问题
This example is from the K&R book
#include<stdio.h>
main()
{
long nc;
nc = 0;
while(getchar() != EOF)
++nc;
printf("%ld\n", nc);
}

Could you explain me why it works that way. Thanks.
^Z^Z doesn't work either (unless it's in the beginning of a line)

回答1:
Traditional UNIX interpretation of tty EOF
character is to make blocking read
return after reading whatever is buffered inside a cooked tty line buffer. In the start of a new line, it means read
returning 0 (reading zero bytes), and incidentally, 0-sized read
is how the end of file condition on ordinary files is detected.
That's why the first EOF
in the middle of a line just forces the beginning of the line to be read
, not making C runtime library detect an end of file.

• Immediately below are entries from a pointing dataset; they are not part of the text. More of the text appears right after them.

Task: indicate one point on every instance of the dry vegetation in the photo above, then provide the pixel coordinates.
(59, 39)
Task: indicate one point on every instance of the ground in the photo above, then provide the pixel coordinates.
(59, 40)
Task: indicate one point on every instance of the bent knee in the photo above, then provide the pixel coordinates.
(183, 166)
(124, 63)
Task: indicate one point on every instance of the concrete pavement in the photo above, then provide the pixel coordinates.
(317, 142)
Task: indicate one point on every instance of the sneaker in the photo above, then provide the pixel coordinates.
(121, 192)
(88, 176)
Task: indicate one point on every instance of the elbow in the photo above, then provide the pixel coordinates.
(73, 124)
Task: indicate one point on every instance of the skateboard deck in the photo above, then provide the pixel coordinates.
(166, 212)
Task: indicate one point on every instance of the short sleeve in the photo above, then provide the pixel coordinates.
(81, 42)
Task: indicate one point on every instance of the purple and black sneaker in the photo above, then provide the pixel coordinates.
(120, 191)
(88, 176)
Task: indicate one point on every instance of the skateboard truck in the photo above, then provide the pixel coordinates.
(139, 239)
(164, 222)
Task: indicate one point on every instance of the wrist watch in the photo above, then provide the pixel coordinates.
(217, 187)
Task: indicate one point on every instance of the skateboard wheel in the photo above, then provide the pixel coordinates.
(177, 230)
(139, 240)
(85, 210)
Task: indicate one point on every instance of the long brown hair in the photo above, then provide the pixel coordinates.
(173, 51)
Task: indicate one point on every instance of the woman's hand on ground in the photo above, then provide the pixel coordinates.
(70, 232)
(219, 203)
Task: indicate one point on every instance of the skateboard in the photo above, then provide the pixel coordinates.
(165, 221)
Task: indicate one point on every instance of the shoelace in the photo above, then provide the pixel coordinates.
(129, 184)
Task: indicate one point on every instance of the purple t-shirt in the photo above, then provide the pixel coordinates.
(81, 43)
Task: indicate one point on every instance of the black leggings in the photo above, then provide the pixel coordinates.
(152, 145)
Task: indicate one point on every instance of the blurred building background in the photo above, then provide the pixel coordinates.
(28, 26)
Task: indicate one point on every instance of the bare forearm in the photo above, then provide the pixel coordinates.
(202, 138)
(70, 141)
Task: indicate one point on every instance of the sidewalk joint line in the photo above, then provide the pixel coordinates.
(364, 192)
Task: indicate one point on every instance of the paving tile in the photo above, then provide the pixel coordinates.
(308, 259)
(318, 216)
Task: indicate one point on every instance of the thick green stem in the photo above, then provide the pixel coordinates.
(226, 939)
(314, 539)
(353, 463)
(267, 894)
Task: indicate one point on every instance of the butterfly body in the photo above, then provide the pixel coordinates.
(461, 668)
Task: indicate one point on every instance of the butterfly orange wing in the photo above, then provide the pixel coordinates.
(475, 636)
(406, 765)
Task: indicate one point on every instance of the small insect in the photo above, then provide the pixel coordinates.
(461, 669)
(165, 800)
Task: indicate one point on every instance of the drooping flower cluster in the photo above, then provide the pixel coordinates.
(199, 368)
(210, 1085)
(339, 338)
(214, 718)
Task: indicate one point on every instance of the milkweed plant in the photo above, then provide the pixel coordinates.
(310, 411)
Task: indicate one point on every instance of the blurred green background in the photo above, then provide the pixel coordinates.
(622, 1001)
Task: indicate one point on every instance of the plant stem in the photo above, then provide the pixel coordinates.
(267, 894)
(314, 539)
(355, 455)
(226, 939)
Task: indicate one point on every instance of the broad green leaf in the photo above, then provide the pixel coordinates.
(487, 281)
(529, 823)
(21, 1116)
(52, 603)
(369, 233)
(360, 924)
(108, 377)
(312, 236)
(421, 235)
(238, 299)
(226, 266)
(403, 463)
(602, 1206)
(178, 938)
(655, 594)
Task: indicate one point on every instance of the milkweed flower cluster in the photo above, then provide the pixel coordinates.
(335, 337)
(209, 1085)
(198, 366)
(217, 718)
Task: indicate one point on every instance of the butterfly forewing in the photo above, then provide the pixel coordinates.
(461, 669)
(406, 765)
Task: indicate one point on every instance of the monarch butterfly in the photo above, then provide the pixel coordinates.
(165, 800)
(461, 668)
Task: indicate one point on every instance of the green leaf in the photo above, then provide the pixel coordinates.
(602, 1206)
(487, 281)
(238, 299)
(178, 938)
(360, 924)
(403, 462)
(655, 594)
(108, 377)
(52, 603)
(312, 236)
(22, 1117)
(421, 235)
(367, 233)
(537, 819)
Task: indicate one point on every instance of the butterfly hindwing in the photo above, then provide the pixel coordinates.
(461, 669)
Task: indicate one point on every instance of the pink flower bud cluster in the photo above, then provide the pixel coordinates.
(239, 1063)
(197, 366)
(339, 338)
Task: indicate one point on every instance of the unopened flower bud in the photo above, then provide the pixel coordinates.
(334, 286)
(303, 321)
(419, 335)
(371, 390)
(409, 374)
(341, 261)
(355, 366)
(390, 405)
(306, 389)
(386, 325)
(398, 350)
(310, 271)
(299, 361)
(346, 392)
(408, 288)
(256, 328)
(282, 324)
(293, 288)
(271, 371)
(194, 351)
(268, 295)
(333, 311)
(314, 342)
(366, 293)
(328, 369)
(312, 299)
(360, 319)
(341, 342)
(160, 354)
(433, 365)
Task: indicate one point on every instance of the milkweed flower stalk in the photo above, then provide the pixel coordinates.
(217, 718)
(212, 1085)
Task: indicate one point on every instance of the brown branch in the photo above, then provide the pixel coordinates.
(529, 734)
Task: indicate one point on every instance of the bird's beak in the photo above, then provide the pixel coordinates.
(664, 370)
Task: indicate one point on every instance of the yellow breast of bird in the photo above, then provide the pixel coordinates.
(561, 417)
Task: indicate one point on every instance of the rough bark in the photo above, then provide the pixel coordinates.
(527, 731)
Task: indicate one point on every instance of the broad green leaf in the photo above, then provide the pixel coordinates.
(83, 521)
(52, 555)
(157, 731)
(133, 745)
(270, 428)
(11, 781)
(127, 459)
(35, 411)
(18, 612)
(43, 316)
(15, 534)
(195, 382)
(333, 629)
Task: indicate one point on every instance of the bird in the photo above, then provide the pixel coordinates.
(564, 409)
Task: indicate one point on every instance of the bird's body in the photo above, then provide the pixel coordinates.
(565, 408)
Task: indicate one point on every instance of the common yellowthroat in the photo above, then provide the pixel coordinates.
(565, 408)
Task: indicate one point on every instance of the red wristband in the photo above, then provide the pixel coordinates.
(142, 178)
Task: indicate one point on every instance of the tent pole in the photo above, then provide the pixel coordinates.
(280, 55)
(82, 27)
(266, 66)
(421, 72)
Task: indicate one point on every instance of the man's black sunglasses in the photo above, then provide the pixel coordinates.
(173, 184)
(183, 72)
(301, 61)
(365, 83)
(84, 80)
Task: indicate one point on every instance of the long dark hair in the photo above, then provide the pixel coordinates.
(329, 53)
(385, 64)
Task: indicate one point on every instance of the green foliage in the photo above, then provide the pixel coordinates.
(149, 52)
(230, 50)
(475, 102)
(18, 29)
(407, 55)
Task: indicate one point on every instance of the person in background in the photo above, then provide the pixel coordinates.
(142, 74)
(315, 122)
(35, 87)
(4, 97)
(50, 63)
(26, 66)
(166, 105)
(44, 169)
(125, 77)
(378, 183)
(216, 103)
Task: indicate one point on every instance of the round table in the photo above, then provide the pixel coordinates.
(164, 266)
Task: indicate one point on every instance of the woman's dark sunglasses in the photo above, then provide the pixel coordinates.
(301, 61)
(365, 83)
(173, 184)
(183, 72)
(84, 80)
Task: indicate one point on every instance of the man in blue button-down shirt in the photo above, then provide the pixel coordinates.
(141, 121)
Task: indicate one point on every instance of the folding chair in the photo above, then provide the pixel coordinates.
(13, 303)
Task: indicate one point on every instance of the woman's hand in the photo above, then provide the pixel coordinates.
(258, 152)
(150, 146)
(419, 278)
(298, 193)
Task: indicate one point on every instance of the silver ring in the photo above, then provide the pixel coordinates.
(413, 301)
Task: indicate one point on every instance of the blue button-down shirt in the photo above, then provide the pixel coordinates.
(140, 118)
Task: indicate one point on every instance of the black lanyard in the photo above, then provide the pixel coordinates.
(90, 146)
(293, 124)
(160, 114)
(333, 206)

Two EOF
characters in a row produce 0-sized read, because the second one forces an empty buffer to be read
by an application.
$ cat
foo[press ^D]foo <=== after ^D, input printed back before EOL, despite cooked mode. No EOF detected
foo[press ^D]foo[press ^D] <=== after first ^D, input printed back, and on second ^D, cat detects EOF
$ cat
Some first line<CR> <=== input
Some first line <=== the line is read and printed
[press ^D] <=== at line start, ^D forces 0-sized read to happen, cat detects EOF
I assume that your C runtime library imitates the semantics described above (there is no special handling of ^Z
at the level of kernel32
calls, let alone system calls, on Windows). That's why it would probably detect EOF after ^Z^Z
even in the middle of an input line.
回答2:
The program will read EOF
only at the actual end of the input. If your terminal/OS/whatever only permit files to end at the start of a line then that's where you'll find them. I believe this is a throw-back to old-fashioned terminals where data was only transmitted a line at a time (for all I know it goes back to punched card readers).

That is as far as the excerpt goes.